Как обычно, как прежде, встречали мы ночь, и рассказывать было бы неинтересно, что недобрых гостей отсылали мы прочь, остальным предлагали бокалы и кресла. В эту ночь, что была нечиста и пуста, он вошел с выраженьем любви и сиротства, как приходят к другим, кто другим не чета, и стыдятся вины своего превосходства. Он нечаянно был так велик и робел, что его белизну посчитают упрёком всем, кто волей судьбы не велик и не бел, не научен тому, не обласкан уроком. Он был — снег. И звучало у всех на устах имя снега, что стало известно повсюду. — Пой! — велели ему. Но он пел бы и так, по естественной склонности к пенью и чуду. Песня снега была высоко сложена для прощенья земле, для ее утешенья, и, отважная, длилась и пела струна, и страшна была тонкость ее натяженья. Голос снега печально витал над толпой. — Пой! — кричали ему. — Утешай и советуй! — Я один закричал: — Ты устал и не пой! Твое горло не выдержит музыки этой. На рассвете все люди забыли певца, занимаясь заботами плача и смеха. Тень упала с небес и коснулась лица — то летел самолет там, где не было снега.

1963

КОМНАТА

Поступок неба — снегопад. Поступок женщины — рыданье. Капризов двух и двух услад — вот совпаденье и свиданье. Снег, осыпаясь с дальних лун, похож на плач, и сходство это тревожит непроглядный ум и душу темную предмета.
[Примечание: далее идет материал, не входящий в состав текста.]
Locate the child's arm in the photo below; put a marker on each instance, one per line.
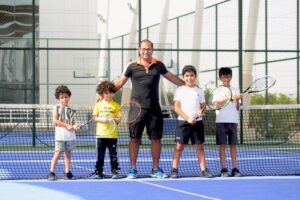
(118, 117)
(236, 100)
(57, 122)
(202, 110)
(177, 109)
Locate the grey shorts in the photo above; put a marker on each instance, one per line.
(65, 145)
(226, 133)
(186, 132)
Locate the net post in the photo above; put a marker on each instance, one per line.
(33, 127)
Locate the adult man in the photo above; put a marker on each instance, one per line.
(145, 75)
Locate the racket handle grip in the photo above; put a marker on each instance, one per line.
(104, 119)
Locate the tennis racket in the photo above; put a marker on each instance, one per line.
(219, 98)
(130, 111)
(260, 84)
(84, 126)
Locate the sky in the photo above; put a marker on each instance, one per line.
(279, 37)
(120, 16)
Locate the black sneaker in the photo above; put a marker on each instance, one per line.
(51, 176)
(224, 172)
(115, 174)
(206, 173)
(174, 173)
(69, 175)
(235, 173)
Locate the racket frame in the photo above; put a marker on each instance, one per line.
(249, 91)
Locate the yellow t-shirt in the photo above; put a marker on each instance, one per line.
(110, 109)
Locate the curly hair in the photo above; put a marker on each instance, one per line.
(106, 87)
(61, 90)
(189, 68)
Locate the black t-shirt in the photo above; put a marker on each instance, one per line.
(145, 86)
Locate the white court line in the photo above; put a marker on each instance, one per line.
(150, 159)
(245, 178)
(176, 190)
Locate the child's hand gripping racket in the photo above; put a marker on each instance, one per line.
(219, 98)
(260, 84)
(129, 113)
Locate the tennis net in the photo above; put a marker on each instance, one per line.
(269, 144)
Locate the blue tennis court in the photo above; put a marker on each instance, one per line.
(246, 188)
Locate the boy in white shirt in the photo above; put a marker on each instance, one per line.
(226, 125)
(189, 104)
(65, 126)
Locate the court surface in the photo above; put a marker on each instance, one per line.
(245, 188)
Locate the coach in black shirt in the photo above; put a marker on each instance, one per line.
(145, 75)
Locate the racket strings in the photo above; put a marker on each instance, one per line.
(262, 83)
(130, 112)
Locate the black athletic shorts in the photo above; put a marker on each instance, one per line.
(152, 119)
(226, 131)
(186, 131)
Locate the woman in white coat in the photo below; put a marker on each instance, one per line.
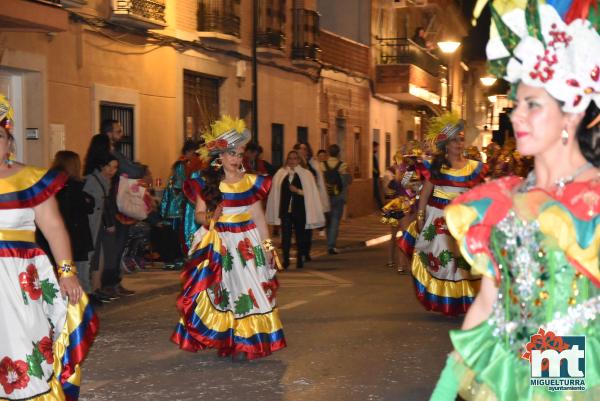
(311, 164)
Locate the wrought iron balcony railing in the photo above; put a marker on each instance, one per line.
(149, 14)
(271, 24)
(306, 35)
(405, 51)
(221, 16)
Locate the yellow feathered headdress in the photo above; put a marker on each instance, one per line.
(224, 134)
(6, 112)
(444, 128)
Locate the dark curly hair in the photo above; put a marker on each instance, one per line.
(589, 138)
(212, 177)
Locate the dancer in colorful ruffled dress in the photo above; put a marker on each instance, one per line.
(43, 337)
(535, 240)
(228, 300)
(401, 185)
(442, 278)
(172, 205)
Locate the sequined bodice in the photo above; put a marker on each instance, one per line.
(539, 286)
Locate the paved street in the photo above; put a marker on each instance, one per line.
(354, 333)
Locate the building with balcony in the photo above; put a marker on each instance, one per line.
(164, 68)
(167, 68)
(423, 80)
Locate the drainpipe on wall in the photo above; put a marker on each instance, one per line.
(254, 72)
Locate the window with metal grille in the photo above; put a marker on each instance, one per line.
(200, 102)
(271, 24)
(123, 113)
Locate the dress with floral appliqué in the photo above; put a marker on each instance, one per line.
(43, 339)
(228, 300)
(443, 280)
(541, 249)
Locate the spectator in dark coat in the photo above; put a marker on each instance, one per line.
(75, 205)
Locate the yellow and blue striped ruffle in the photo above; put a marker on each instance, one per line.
(445, 296)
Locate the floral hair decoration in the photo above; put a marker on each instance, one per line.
(6, 113)
(535, 46)
(225, 134)
(443, 129)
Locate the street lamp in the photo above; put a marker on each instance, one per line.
(487, 80)
(448, 47)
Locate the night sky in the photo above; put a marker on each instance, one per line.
(474, 44)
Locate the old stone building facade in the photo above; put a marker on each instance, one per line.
(165, 68)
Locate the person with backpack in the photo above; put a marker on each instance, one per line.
(337, 180)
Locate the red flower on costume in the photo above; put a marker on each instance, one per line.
(251, 295)
(30, 282)
(544, 340)
(434, 263)
(13, 374)
(218, 294)
(45, 347)
(440, 226)
(270, 289)
(245, 248)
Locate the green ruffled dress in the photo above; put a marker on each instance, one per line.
(542, 251)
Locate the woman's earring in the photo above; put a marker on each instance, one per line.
(217, 163)
(564, 136)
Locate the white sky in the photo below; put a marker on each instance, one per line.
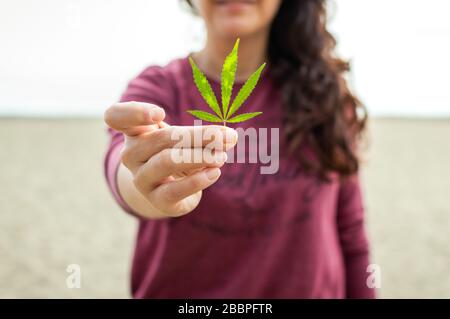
(74, 57)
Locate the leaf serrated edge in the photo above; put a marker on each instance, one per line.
(245, 91)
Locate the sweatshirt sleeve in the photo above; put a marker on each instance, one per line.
(353, 238)
(154, 86)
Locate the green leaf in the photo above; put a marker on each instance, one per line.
(205, 116)
(205, 88)
(245, 91)
(228, 76)
(243, 117)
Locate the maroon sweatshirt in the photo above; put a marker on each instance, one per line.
(285, 235)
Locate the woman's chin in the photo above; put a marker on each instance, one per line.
(236, 29)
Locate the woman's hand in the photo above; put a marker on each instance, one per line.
(161, 176)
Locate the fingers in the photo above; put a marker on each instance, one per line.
(170, 162)
(133, 118)
(172, 193)
(146, 145)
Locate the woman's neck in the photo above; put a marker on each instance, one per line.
(252, 53)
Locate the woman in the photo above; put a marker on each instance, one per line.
(219, 230)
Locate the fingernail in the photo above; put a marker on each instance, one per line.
(212, 173)
(230, 136)
(156, 114)
(221, 157)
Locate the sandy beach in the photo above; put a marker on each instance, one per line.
(56, 210)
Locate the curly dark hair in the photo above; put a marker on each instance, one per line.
(321, 114)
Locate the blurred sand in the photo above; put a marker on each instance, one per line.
(55, 210)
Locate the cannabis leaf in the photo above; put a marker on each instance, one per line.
(228, 76)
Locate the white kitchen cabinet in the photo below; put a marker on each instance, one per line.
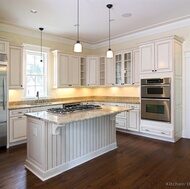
(92, 71)
(110, 72)
(66, 70)
(4, 47)
(133, 119)
(121, 118)
(15, 67)
(157, 56)
(106, 72)
(136, 71)
(123, 68)
(17, 125)
(83, 71)
(102, 70)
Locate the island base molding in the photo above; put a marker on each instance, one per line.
(49, 155)
(45, 175)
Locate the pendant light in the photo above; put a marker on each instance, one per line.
(77, 46)
(109, 52)
(41, 29)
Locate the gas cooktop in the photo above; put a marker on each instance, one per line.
(73, 108)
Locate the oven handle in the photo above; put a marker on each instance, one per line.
(159, 99)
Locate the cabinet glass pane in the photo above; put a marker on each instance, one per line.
(118, 67)
(102, 71)
(127, 68)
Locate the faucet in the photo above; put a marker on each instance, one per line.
(38, 96)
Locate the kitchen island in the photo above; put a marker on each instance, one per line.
(58, 142)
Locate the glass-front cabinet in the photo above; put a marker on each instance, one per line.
(102, 71)
(83, 71)
(123, 68)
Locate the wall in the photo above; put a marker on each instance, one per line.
(132, 42)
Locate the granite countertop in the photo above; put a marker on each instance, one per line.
(76, 116)
(32, 104)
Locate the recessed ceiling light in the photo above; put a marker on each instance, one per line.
(126, 15)
(33, 11)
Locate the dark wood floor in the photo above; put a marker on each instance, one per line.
(137, 163)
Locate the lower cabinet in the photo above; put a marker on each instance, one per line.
(133, 118)
(18, 125)
(128, 120)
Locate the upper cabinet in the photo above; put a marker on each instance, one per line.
(4, 47)
(123, 68)
(157, 56)
(15, 67)
(92, 71)
(109, 72)
(135, 68)
(66, 70)
(106, 71)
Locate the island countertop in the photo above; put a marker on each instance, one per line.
(61, 119)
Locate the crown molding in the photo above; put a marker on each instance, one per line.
(144, 33)
(36, 34)
(155, 29)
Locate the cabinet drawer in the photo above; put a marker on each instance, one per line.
(44, 108)
(156, 132)
(18, 112)
(120, 123)
(122, 114)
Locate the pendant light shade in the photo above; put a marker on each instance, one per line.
(109, 52)
(41, 29)
(77, 46)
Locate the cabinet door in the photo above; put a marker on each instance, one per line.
(118, 69)
(92, 71)
(127, 68)
(74, 71)
(15, 67)
(110, 72)
(102, 71)
(133, 120)
(4, 47)
(18, 128)
(136, 78)
(83, 71)
(163, 56)
(63, 70)
(147, 58)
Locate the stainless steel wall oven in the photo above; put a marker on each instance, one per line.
(156, 99)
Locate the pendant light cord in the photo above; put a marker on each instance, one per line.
(78, 20)
(109, 28)
(41, 45)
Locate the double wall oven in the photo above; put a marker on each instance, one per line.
(156, 99)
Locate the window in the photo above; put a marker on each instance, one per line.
(35, 74)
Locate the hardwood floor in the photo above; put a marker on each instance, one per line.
(137, 163)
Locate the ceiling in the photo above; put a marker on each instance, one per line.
(59, 17)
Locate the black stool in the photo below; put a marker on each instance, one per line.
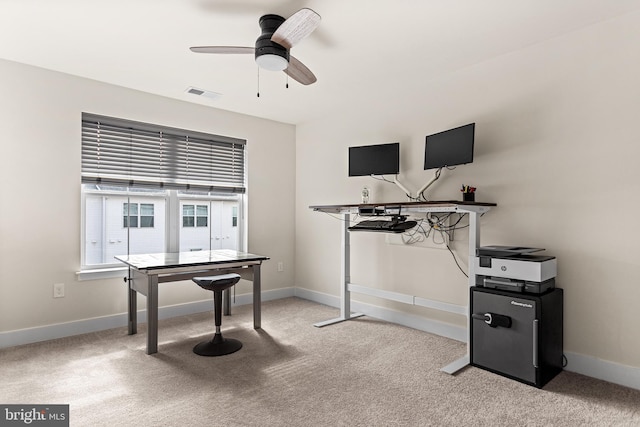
(218, 346)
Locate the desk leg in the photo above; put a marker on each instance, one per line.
(133, 307)
(257, 298)
(152, 315)
(474, 243)
(345, 295)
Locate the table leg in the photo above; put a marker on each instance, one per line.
(133, 307)
(345, 272)
(152, 315)
(257, 298)
(474, 243)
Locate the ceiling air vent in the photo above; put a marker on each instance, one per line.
(203, 93)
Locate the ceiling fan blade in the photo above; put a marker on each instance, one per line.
(222, 49)
(299, 72)
(296, 27)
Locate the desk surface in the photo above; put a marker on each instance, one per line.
(407, 205)
(186, 259)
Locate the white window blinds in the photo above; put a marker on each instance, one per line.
(122, 152)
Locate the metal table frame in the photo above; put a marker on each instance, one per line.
(144, 279)
(473, 209)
Слеза содеяна зрачком, но плач — занятье губ и тела. Земля и женщина ничком лежали, и метель летела.

1966

БЕЛОЕ ПОЛЕ

Я крепко спал при дереве в окне и знал, что тень его дрожащей ветки — и есть мой сон. Поверх тебя во сне смотрели мои сомкнутые веки. Я мучился без твоего лица! В нем ни одна черта не прояснилась. Не подлежала ты обзору сна, и ты не снилась мне. Мне вот что снилось: на белом поле стояли кони. Покачиваясь, качали поле. И всё раскачивалось в природе. Качанье знают точно такое шары, привязанные к неволе, а также водоросли на свободе. Свет иссякал. Смеркались небеса. Твой облик ускользал от очевидца. Попав в силки безвыходного сна, до разрыванья сердца пела птица. Шла женщина — не ты! — примяв траву ступнями, да, но почему твоими? И так она звалась, как наяву зовут одну тебя. О, твое имя! На лестнице неведомых чужбин, чей темный свод угрюм и непробуден, непоправимо одинок я был, то близорук, то вовсе слеп и скуден. На каменном полу души моей стояла ты — безгласна, безымянна, как тень во тьме иль камень меж камней. Моя душа тебя не узнавала.